The same elements—two freestanding paintings and a graphic diagram—are placed in both galleries. The paintings are divided vertically—half black, half white—and supported by a flat steel base. The black and white sides line up across from each other, as if in a mirror. All the elements line up to reinforce the 2:1 ratio. Canvas, linen, weave, tack head, stretcher bars, corner braces—all are subject to the scale/ratio factor. This factor extends to the graphic image, which is painted a high-pitched yellow and flat black and which illustrates a diagram of iron filings shaped by a magnetic field. At the Levy Gallery, this piece directly covers a large dividing wall and is seen before one reaches the paintings behind it. At Berwind, the same piece, only half the size, lies like a rug on the floor. The paintings stand directly over that piece on the floor above it. In both cases, the graphic image seems to represent the energy generated by the two facing canvases. This connection comes to the viewer, however, as an afterthought, and one has to approach the image a second time looking for its relationship to the paintings. The strength of the freestanding paintings is less a result of the implied field of energy than of their enigmatic physical presence.
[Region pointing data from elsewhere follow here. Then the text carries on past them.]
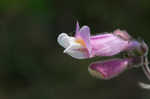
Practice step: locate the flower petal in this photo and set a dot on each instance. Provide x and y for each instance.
(108, 45)
(76, 50)
(84, 34)
(63, 39)
(109, 68)
(123, 34)
(77, 29)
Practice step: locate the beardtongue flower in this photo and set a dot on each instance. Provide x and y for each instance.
(83, 45)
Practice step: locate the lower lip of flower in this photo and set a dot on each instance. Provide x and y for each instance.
(80, 41)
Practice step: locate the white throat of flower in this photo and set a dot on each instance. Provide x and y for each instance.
(72, 46)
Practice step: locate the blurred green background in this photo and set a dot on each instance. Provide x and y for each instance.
(32, 64)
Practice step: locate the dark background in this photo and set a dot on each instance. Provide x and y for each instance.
(32, 64)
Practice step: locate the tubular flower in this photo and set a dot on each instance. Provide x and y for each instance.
(83, 45)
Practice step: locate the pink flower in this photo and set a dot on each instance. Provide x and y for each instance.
(83, 45)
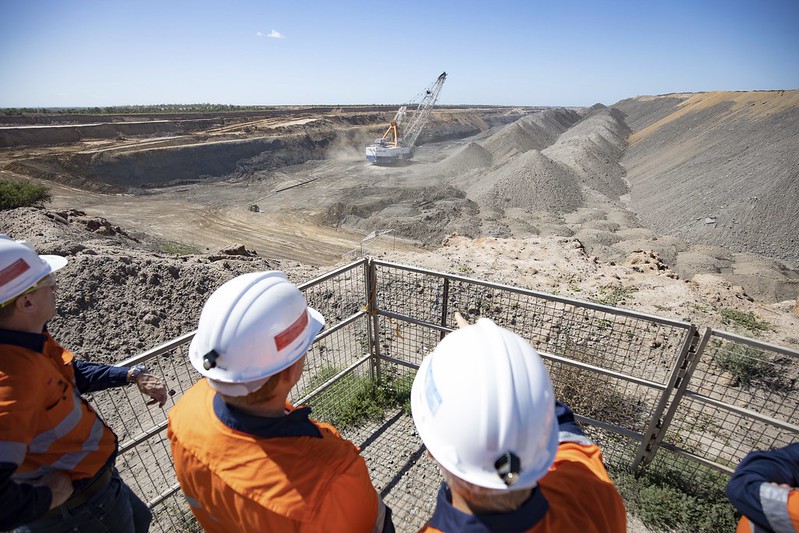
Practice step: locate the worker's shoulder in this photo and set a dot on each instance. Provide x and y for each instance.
(22, 362)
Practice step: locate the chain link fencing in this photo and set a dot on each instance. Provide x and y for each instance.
(652, 392)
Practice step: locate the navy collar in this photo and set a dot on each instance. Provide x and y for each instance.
(448, 519)
(31, 341)
(294, 424)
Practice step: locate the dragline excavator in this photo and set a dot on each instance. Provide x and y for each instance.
(400, 138)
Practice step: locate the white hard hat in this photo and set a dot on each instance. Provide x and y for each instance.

The artists remove the paintings from the wall, exposing both front and back and providing more than one point of approach. With their traditional attachment to the wall broken, the works’ materiality is reinforced. The surface as carrier of illusion and meaning becomes secondary to the real space of the installation. By dislocating these paintings, Kocot and Hatten have shifted our attention to the language of sculpture. The objects stand alone in real space and relate to one another in terms of size and presence. This notion of presence is central to the viewer’s experience of the work, and links it with the current reevaluation of ’60s conceptual approaches. It is, however, less a critique of those original issues than a direct participation in them. In particular, the work evokes Barnett Newman’s idea of presence. For Newman, scale functions to deny the physical boundaries of painting, and to bring the viewer in touch with pure concept. Here the concept is housed in the paintings-turned-objects and their real boundaries address the viewer. And again the self-referential system implies that meaning lives in how and not what we perceive. Scale/Ratio leaves the impression that if there are few new questions in this territory, there is convincing evidence that the old ones remain valid.